Across the country, reports began to emerge of targeted persecution and violence against people with HIV/AIDS, particularly gays. In Seattle, one group of young men rampaged through a local gay district, beating people with baseball bats and raping two men with a crowbar. When one of the attackers was arrested, he told police, “If we don’t kill these fags, they’ll kill us with their fucking AIDS disease.”

The AIDS epidemic flared and raged in the ’90s because no one put it out when it was smoldering in the ’80s.

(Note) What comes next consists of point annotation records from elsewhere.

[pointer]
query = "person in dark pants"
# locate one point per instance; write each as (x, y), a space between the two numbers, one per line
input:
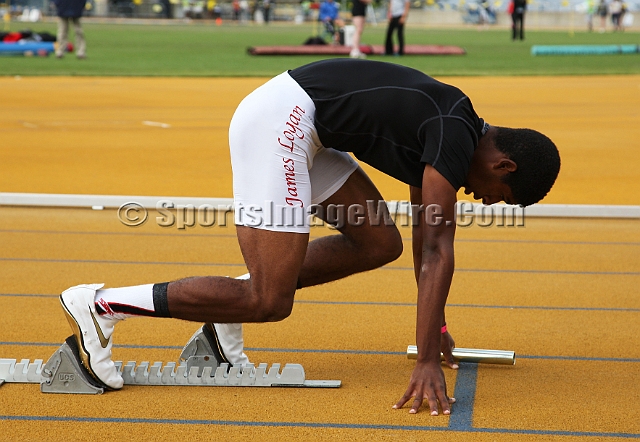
(517, 16)
(398, 12)
(70, 11)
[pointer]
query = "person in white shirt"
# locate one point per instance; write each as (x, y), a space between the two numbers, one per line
(397, 14)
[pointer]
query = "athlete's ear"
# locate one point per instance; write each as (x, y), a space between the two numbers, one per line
(505, 165)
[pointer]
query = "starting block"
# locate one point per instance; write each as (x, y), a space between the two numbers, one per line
(63, 373)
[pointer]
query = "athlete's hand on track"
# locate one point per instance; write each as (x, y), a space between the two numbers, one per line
(427, 382)
(447, 345)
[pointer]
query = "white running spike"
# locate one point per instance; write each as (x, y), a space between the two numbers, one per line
(64, 374)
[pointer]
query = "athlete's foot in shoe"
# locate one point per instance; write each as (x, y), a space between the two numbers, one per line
(92, 332)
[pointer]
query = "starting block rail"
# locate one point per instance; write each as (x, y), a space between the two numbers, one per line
(63, 373)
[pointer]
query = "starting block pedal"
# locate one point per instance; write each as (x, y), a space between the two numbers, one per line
(63, 373)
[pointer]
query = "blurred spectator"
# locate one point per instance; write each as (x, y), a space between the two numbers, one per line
(266, 7)
(70, 11)
(518, 9)
(329, 15)
(615, 9)
(235, 4)
(358, 14)
(397, 15)
(590, 9)
(603, 11)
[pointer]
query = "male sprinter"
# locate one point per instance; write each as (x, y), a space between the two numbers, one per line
(289, 141)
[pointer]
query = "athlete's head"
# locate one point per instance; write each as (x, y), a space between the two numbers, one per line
(537, 159)
(518, 166)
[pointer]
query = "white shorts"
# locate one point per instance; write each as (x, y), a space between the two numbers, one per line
(280, 168)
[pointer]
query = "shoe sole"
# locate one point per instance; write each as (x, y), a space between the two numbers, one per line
(210, 333)
(85, 357)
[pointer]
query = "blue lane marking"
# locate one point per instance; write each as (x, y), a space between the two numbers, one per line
(330, 351)
(329, 425)
(98, 261)
(461, 418)
(409, 304)
(182, 234)
(218, 264)
(552, 272)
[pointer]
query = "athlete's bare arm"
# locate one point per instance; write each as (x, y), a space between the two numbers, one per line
(433, 249)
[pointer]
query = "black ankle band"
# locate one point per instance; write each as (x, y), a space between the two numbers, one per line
(160, 301)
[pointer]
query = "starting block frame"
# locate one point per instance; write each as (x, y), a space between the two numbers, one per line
(63, 373)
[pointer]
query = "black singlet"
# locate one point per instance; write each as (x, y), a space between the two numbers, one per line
(394, 118)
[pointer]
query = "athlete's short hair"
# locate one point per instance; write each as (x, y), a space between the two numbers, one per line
(538, 162)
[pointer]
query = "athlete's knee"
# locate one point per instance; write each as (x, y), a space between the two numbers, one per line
(272, 305)
(390, 246)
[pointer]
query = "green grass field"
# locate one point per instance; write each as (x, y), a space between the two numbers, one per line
(207, 50)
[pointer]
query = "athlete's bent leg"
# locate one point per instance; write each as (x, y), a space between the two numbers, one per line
(274, 260)
(358, 248)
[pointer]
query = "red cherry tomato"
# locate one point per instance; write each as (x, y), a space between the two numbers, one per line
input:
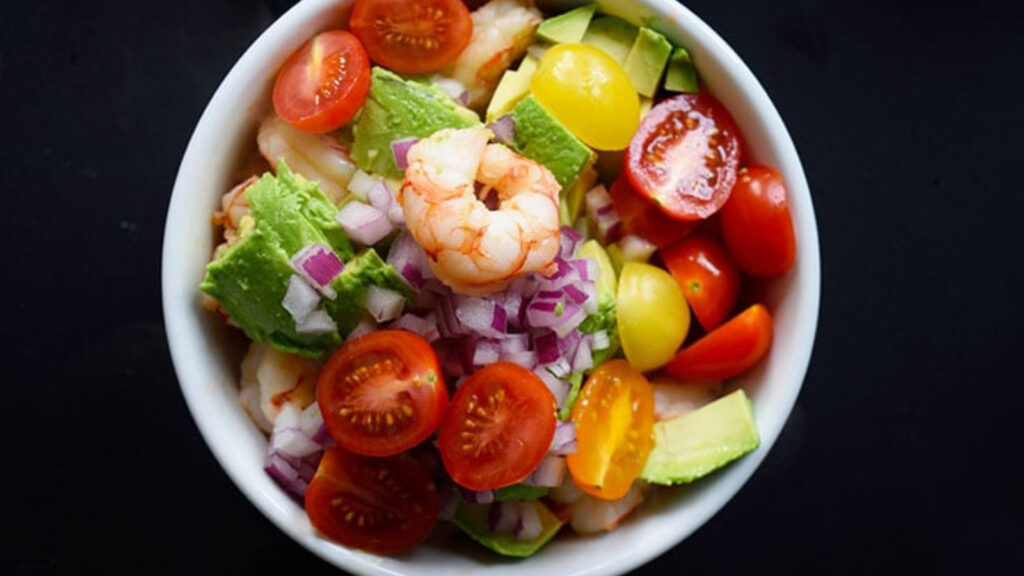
(382, 394)
(412, 36)
(727, 351)
(324, 83)
(381, 505)
(757, 224)
(498, 428)
(684, 156)
(708, 276)
(643, 218)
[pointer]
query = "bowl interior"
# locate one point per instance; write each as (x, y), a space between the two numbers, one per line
(206, 354)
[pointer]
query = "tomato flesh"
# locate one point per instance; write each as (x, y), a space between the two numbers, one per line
(614, 418)
(412, 36)
(382, 394)
(708, 276)
(727, 351)
(382, 505)
(642, 217)
(324, 83)
(684, 156)
(757, 224)
(498, 428)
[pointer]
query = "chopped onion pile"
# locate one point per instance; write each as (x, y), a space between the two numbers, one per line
(296, 446)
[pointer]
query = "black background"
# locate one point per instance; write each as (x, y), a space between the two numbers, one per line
(900, 455)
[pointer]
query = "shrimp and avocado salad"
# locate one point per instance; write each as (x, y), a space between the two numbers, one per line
(468, 265)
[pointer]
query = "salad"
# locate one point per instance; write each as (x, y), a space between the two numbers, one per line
(495, 269)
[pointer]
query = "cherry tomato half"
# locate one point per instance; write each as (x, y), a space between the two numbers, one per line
(381, 505)
(727, 351)
(382, 394)
(642, 217)
(757, 224)
(708, 276)
(684, 156)
(412, 36)
(324, 83)
(498, 428)
(614, 418)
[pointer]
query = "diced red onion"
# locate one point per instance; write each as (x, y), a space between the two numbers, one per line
(364, 223)
(549, 472)
(564, 441)
(569, 240)
(359, 184)
(384, 304)
(487, 352)
(399, 149)
(559, 388)
(636, 248)
(320, 265)
(476, 496)
(364, 327)
(504, 129)
(315, 323)
(300, 298)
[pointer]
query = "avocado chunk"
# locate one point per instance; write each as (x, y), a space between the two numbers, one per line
(366, 270)
(512, 87)
(566, 28)
(541, 137)
(612, 35)
(474, 521)
(682, 76)
(250, 281)
(646, 60)
(700, 442)
(398, 109)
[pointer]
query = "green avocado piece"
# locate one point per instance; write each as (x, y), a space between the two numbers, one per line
(612, 35)
(296, 212)
(646, 60)
(366, 270)
(520, 492)
(682, 76)
(398, 109)
(474, 521)
(250, 281)
(541, 137)
(566, 28)
(700, 442)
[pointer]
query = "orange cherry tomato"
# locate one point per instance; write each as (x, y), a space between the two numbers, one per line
(498, 428)
(757, 224)
(382, 505)
(324, 83)
(382, 394)
(412, 36)
(708, 276)
(727, 351)
(614, 418)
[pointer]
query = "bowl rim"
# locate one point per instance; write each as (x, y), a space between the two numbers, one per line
(179, 329)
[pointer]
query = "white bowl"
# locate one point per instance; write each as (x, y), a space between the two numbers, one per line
(206, 354)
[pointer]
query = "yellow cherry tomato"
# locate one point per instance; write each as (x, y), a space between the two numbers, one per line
(589, 93)
(614, 418)
(652, 315)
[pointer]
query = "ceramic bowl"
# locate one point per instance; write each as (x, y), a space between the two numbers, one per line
(206, 354)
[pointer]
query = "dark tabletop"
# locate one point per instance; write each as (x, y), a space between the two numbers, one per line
(900, 455)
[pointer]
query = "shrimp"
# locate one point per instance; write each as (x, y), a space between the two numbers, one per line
(502, 32)
(271, 379)
(318, 158)
(470, 247)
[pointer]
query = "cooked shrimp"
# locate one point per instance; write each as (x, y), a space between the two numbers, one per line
(470, 247)
(317, 158)
(502, 31)
(271, 379)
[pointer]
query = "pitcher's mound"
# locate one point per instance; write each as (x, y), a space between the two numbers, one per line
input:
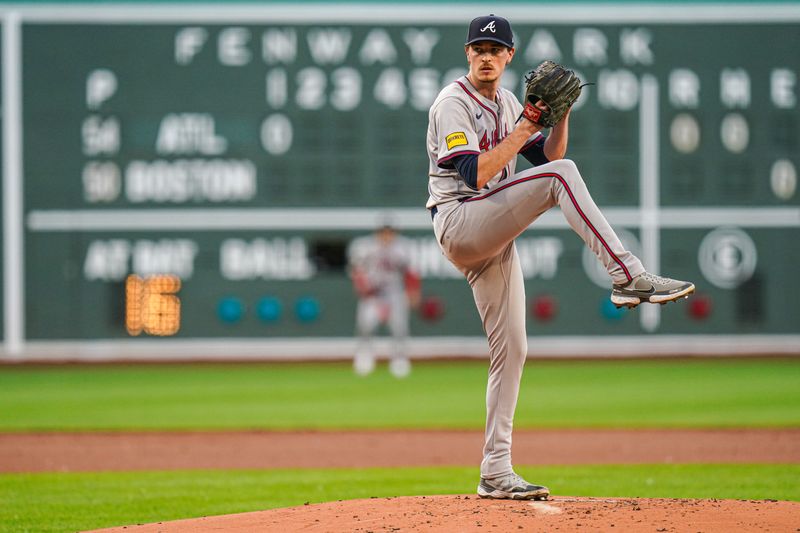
(470, 513)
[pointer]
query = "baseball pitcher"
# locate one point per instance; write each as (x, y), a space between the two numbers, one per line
(479, 205)
(386, 287)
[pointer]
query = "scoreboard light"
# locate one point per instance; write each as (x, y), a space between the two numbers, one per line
(230, 309)
(151, 305)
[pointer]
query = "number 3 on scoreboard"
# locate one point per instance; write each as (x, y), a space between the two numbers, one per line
(151, 305)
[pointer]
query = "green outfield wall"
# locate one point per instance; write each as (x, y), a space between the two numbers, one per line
(241, 148)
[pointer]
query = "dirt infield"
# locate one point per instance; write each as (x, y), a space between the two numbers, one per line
(65, 452)
(164, 451)
(472, 514)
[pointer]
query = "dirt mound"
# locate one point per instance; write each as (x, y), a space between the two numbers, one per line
(470, 513)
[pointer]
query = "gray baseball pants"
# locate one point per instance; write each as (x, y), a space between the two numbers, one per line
(477, 236)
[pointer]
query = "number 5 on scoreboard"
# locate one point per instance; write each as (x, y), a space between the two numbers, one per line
(151, 305)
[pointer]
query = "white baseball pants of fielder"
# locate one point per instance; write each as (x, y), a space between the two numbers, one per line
(371, 313)
(477, 236)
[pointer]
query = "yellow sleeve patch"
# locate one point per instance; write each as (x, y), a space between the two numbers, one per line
(456, 139)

In 1987, President Reagan finally gave a speech on AIDS. It was, in many ways, an underwhelming speech, filled with platitudes and too few commitments to action. But finally the president said what the nation needed to hear: “It’s also important that America not reject those who have the disease, but care for them with dignity and kindness… This is a battle against disease, not against our fellow Americans.” We could have used those words in 1982, but they were better late than never.

As the Reagan administration was waking up from its long AIDS slumber, the scientific fight against the disease was moving forward as well. In March 1987, the first treatment to slow the progression of AIDS was approved by the FDA. The drug, AZT, was an antiretroviral that had proven in clinical trials to delay the onset of AIDS in HIV-positive patients. Patients who received AZT treatment remained HIV-positive—the drug wasn’t a cure—but it allowed them to live a bit longer with the virus. The drug was adding a few months or years to patients’ lives. And it often had awful side effects. In fact, the symptoms caused by AZT were sometimes worse than those of the disease itself. The anemia was crippling; it caused hemophiliac-like symptoms. Some people were taken off the drug because it was too toxic, but often, doing so would cause a spike in AIDS symptoms. It was a horrible way to survive. I remember some of my friends taking AZT and suffering terrible nausea and vomiting. A few developed anemia. But after years of utter despair, this drug was a ray of hope. It was something to slow the disease down, and it promised more treatments to come.